Storytelling as a way of communicating might be considered child’s play but at any age it can be motivating and inspiring, conveying complex information in an easily digested format that stays in our memory for longer. From nursery school to commerce and marketing the power of story is recognised as a vehicle that will assist memory retention and engagement. In his TEDx – The Magical Science of Storytelling (www.youtube.com/watch?v=Nj-hdQMa3uA) – David JP Phillips discusses the science behind how stories make us feel; how they assist in memory and help us become more focussed and motivated. He discusses the Angel’s cocktail of endorphin, dopamine and oxytocin, generated by stories that make us laugh and feel good versus the Devil’s cocktail of cortisol and adrenaline produced by fright and shock.
Organisations are becoming more interested in employing gifted trainers who suggest using story to get a message across not only to their staff in meetings but also reaching out to the general public; to spark interest and encourage engagement. Facts and figures presented in story-form are retained longer than mere numbers or lists, which for many people are difficult to retain.
Presented with the bare facts about a moment in history there is often little to engage with but place it within a story and you give the listener something to associate with the facts – moving from the general to a specific – it creates a personal stake in the information bringing deeper meaning by engaging our emotions. A town that has been bombed in wartime will register, but our minds skim over it quickly. Engage the listener with a narrative that creates images in our minds and we are all touched by a very human tragedy.
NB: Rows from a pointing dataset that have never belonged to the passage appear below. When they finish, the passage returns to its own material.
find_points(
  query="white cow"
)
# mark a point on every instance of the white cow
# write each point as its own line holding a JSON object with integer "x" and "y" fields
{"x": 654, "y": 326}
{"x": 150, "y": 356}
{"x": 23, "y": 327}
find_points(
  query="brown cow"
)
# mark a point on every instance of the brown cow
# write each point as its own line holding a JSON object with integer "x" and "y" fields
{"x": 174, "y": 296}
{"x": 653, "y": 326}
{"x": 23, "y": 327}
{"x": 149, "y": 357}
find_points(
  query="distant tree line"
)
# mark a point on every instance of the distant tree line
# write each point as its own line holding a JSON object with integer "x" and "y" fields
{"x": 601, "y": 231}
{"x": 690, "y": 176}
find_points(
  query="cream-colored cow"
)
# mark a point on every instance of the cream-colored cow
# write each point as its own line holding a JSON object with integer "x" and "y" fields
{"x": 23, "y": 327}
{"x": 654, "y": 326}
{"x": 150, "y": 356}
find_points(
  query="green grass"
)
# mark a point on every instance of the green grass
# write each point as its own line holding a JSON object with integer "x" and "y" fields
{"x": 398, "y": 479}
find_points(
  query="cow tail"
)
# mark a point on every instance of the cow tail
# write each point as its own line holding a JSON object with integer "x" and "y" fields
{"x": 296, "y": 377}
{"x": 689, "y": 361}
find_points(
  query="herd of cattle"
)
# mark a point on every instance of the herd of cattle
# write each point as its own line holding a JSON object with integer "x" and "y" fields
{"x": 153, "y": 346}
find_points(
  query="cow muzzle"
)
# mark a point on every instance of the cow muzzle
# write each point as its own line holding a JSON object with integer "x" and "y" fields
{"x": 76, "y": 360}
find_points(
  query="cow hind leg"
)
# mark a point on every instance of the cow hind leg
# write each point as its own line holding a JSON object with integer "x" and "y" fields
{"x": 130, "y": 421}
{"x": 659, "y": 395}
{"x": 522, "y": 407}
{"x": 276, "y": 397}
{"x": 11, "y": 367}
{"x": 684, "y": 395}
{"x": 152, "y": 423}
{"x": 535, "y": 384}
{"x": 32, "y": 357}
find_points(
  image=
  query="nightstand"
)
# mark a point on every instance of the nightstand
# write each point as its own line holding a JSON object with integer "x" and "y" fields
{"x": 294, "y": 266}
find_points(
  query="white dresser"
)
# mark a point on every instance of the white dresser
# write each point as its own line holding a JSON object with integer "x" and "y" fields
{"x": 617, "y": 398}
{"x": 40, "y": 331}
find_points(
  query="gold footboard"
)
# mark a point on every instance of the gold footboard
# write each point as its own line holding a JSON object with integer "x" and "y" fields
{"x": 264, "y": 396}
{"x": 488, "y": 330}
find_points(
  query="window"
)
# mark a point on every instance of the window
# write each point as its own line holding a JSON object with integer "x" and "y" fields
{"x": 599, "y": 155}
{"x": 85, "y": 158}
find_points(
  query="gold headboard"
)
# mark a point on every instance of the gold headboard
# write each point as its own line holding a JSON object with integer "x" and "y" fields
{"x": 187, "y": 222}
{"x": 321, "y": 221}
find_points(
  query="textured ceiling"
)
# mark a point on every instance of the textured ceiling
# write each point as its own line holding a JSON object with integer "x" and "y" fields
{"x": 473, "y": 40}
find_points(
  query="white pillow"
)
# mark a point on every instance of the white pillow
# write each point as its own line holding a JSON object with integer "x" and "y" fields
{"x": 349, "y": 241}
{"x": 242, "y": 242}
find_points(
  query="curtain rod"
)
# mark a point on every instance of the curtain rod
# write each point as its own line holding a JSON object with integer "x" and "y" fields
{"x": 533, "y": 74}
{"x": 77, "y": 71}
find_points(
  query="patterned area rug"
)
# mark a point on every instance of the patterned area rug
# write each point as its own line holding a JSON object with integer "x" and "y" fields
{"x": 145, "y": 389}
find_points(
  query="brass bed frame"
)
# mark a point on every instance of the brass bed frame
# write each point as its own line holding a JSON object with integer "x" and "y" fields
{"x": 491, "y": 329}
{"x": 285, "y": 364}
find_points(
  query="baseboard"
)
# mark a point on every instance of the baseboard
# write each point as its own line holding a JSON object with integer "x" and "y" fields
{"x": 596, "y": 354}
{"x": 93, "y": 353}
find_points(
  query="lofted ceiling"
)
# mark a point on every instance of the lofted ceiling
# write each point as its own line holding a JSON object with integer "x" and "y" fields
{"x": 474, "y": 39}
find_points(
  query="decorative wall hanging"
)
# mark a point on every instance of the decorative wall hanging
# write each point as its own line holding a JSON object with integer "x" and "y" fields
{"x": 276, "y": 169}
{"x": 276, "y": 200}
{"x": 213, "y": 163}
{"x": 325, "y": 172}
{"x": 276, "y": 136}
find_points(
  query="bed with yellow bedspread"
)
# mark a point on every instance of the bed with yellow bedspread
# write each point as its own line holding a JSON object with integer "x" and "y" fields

– Sara is holding tightly to her youngest child who is terrified by the noise of the bombs falling around them. He tears himself from her arms and runs out into the road but hearing her scream he turns to see a bomb falling. The building explodes and he stands; small, bewildered, deafened and alone amidst a hail of dust and stones. His mother and family are gone. –
Within a story the concept of a war-torn town becomes more real, more personal, and creates empathy for those involved.
Making sense of the world
Small children gain so much from stories as they learn about the world around them. The simplest tale can offer comfort as well as information and they can examine everyday happenings, explore interactions, feelings of worry, fear or unexpected new challenges. In older children adventure stories tell of potential dangers, limits and consequences; the triumph of good over evil, quiet strength over the brash bully. Stories help children acquire and feel empathy for others, offering tools to build resilience and tenacity.
Teenagers have a natural tendency to test their limits, often without thought of consequences. Through stories they can experience dangerous situations from a place of safety and witness the resulting outcomes in the persona of the characters within their favourite books, films or games. Some of these situations they may never experience themselves but within a story they can question; would they do the same in these circumstances? It becomes a subliminal learning experience.
The storyteller’s gift in changing a story can be a particular joy, bringing the unexpected to a familiar tale we already know. There is a special reward in sitting with a loved or trusted one and sharing a familiar story. It is a comforting experience that offers a moment of harmony and calm, especially for a child, and their memory of these quiet times are often retained all their lives.
Using emotion and wrapping our readers in a story can evoke all manner of responses; fear, excitement, tears and laughter. By never underestimating the reader, even the youngest child, we allow them to contribute to the experience, to follow the characters and live through them; exploring their hopes and anticipation, making them urge the characters to do better, to go closer to the edge or to be the best version of themselves. This engagement stays with the reader and can feel like a true lived experience.
Stories are all around us, in the very fabric of our lives; narrations of conflict, stories of warning, of danger, of emotions; love, jealousy, fear and joy. We share who we are, how we think and what is important to us, exploring new ideas or choices. Stories are the lifeblood of our civilisation. They preserve our histories and explore new possibilities; they allow us to share our hopes and fears, but sometimes stories are wonderful just because of the sheer joy that comes from sharing them.